Human-centered design is fantastic, designers all agree. It’s the greatest thing since sliced bread and it will make the world a better place. At least, that’s what we designers like to think is the result of our work.
I came across this intriguing model by Ralf Beuker, called Design Strategy at a Glance, and am torn between delight at its interestingness and a creepy feeling that my goal as a designer is to improve the world as a side benefit to ensuring my employer makes money.
When I examine the model, and especially the language, people become target users and making the world a better place turns into reaching strategic objectives. This kind of language, the language of business, says we only care about the humans if doing so will boost profits. Now, I’m not saying this is the case, but it sounds that way. And sometimes I don’t like the way it sounds.

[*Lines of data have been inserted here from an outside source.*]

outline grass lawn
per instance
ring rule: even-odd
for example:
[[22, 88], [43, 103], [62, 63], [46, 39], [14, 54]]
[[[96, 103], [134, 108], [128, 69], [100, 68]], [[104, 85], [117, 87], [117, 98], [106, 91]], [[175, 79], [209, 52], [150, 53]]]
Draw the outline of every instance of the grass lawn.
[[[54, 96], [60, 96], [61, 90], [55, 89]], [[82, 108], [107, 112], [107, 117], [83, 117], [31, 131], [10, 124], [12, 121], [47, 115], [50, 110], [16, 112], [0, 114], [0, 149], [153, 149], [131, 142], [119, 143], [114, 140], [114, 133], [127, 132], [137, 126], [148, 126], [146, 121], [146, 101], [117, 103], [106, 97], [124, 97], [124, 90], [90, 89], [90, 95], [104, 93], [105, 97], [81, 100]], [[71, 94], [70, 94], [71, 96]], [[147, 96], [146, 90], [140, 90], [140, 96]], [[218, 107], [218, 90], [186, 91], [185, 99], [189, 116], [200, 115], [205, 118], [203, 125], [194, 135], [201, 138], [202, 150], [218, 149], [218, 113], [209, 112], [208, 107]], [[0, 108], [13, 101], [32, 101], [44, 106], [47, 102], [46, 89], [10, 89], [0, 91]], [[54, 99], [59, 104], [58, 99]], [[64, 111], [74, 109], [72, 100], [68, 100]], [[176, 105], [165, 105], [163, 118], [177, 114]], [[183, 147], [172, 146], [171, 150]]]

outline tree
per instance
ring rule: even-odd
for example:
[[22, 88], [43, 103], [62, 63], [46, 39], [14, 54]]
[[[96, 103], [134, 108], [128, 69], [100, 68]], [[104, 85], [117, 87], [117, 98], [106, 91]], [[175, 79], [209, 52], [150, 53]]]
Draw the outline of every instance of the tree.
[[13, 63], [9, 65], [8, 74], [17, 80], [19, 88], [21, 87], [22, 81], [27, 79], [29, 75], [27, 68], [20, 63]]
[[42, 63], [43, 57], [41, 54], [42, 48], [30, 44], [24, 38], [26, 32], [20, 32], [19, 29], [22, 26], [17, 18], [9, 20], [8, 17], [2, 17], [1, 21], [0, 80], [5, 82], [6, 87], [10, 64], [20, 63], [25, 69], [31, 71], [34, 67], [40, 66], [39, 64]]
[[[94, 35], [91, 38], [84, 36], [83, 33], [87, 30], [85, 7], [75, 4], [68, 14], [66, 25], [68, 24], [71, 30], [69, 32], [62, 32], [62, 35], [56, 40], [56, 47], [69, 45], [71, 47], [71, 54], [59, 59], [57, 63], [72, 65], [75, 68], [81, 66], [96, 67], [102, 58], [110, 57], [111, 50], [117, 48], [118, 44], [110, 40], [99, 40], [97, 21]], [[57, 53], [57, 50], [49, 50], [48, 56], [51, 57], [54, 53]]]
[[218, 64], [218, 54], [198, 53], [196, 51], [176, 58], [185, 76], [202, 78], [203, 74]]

It is my hope that as management programs and managers themselves embrace design, it will be not merely a tool to exploit, but will instill a change in thinking, a philosophical and ethical stance that acknowledges the service element of design. By that I’m referring to design as “service on behalf of the other,” a point from Nelson and Stolterman‘s The Design Way. Of course, the “other” could be an organization, which does consist of people. And keeping organizations going is a worthwhile endeavor, considering the people who rely on organizations for their well being. But the above model does not address this. Perhaps that’s just the reality of business and management speak.
But I’d like to think it’s possible to design the language of business to sound more human. Strengthening brand, executing strategy, and making things good for people through human-centered design all need to live harmoniously to receive mutual benefit. Designers should be conscious of the symbiotic relationship that exists with business and management, and be wary of being seen only as a tool for profit. It’s great that design becoming more strategic and designers are able to employ a more human-centered approach. But I wonder, to what end?